The bank said it is aware of a complaint that was recently filed against the bank and its three employees in the United States.
The lawsuit, which was filed by a single small security holder who seeks to represent a class of the bank’s security holders, is based on allegations that the security holder claims caused a temporary decline in the bank’s ADR stock price in July.
“The bank denies the allegations and intends to defend itself vigorously in the lawsuit. The bank expects its response to the lawsuit to be due in early 2021,” HDFC Bank said in a statement.
Three US law firms have announced class-action suits against HDFC Bank.

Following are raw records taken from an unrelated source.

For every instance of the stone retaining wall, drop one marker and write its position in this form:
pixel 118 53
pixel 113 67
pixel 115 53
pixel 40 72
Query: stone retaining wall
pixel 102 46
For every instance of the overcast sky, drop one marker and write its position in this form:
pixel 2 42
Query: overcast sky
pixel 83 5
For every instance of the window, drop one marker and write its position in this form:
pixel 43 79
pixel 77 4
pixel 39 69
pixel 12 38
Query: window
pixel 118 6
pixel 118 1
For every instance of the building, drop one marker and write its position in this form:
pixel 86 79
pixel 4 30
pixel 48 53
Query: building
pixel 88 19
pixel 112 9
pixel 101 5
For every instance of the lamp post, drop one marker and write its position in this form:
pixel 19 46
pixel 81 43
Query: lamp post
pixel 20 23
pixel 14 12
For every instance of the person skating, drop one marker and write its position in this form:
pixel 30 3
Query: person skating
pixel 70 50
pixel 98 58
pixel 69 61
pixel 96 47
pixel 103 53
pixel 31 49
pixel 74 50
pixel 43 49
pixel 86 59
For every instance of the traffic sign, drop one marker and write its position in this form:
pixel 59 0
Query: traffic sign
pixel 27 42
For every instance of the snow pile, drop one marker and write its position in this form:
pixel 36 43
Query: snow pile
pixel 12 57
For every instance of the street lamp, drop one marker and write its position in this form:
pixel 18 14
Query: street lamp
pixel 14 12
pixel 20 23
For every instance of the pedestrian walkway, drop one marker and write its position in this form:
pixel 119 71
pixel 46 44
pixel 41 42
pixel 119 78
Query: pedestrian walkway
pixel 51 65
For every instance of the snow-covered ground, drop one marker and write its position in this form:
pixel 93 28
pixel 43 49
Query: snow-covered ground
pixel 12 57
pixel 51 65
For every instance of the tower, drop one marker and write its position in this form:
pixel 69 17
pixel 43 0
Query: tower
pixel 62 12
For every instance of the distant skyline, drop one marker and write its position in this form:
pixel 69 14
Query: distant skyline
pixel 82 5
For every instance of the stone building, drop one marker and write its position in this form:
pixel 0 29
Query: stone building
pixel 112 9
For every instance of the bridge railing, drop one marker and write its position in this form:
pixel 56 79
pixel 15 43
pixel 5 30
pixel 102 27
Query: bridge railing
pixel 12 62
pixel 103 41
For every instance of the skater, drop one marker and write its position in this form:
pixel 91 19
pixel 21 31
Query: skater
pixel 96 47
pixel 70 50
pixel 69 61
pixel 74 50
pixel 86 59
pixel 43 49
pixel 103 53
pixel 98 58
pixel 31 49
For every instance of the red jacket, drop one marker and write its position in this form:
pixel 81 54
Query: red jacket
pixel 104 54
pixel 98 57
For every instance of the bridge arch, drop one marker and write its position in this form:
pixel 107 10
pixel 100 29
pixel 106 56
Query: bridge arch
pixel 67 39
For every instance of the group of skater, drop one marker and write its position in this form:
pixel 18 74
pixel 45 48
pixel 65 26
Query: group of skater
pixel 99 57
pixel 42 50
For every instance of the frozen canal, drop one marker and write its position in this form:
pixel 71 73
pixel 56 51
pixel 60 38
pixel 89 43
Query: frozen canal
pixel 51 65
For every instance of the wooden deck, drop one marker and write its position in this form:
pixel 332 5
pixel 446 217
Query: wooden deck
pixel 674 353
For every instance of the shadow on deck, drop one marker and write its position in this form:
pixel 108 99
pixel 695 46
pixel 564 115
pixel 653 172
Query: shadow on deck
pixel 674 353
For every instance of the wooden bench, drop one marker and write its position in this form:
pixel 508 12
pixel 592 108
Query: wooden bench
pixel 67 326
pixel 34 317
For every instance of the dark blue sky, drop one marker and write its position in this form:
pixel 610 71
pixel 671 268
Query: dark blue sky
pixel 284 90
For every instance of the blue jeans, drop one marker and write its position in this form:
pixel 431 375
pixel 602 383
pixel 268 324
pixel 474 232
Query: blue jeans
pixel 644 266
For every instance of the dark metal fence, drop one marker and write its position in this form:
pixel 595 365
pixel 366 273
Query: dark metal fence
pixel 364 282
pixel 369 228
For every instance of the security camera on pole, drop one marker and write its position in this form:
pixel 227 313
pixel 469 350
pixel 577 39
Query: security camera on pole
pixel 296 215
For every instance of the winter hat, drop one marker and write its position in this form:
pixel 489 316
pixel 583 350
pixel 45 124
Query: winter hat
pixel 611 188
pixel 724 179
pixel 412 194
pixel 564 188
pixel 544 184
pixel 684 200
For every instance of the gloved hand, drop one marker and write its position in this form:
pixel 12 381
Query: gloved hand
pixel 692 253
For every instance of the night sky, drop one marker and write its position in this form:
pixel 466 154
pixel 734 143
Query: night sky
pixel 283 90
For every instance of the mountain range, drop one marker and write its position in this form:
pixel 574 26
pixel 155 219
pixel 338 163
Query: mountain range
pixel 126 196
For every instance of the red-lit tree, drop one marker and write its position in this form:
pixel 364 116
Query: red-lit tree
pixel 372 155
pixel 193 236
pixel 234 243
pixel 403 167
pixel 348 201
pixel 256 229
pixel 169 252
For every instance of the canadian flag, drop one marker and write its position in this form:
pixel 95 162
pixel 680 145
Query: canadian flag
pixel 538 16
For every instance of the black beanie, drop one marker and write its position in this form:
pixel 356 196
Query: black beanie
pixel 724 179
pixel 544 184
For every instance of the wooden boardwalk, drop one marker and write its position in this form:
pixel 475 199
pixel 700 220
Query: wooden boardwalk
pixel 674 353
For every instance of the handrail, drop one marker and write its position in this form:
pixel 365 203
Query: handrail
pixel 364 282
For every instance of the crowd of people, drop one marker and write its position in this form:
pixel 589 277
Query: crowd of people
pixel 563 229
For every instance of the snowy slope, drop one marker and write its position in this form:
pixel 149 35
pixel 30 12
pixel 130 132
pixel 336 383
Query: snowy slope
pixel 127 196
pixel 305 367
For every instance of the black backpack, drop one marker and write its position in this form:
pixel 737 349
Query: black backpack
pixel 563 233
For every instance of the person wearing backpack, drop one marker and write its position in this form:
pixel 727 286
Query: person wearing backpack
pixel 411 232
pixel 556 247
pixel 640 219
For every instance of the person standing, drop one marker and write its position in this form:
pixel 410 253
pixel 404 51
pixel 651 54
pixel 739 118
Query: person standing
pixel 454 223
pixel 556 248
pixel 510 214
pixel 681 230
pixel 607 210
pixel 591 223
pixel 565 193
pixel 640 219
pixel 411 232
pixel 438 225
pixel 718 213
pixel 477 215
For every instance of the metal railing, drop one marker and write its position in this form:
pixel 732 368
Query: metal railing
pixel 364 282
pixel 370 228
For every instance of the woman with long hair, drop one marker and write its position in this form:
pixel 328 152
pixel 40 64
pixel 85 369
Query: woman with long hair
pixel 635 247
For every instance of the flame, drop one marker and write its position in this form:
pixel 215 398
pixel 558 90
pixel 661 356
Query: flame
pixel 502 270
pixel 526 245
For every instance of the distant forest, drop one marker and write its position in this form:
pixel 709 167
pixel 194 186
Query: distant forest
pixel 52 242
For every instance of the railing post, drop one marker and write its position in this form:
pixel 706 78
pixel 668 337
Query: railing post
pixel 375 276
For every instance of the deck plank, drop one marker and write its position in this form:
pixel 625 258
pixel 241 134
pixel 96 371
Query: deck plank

These firms — Rosen Law Firm, Schall Law and Pomerantz LLP — have alleged that the bank engaged in misleading statements and failed to inform investors about the bank’s improper internal controls on vehicle loans.
The lawsuit filed by Rosen Law Firm names the bank, HDFC Bank managing director and CEO Aditya Puri, CEO-designate Sashidhar Jagdishan and company secretary Santosh Haldankar as the defendants.
It said the lender has made false and misleading statements and failed to disclose to investors that it had inadequate disclosure controls and procedures and internal control over financial reporting.
As per the suit, bank officials engaged in a plan, scheme, conspiracy and course of conduct, pursuant to which they knowingly or recklessly engaged in acts, transactions, practices and courses of business, which operated as a fraud and deceit, resulting in the losses to investors.
The allegations pertain to the vehicle finance vertical where the bank later acknowledged to have found some improprieties, which resulted in some executives being acted against.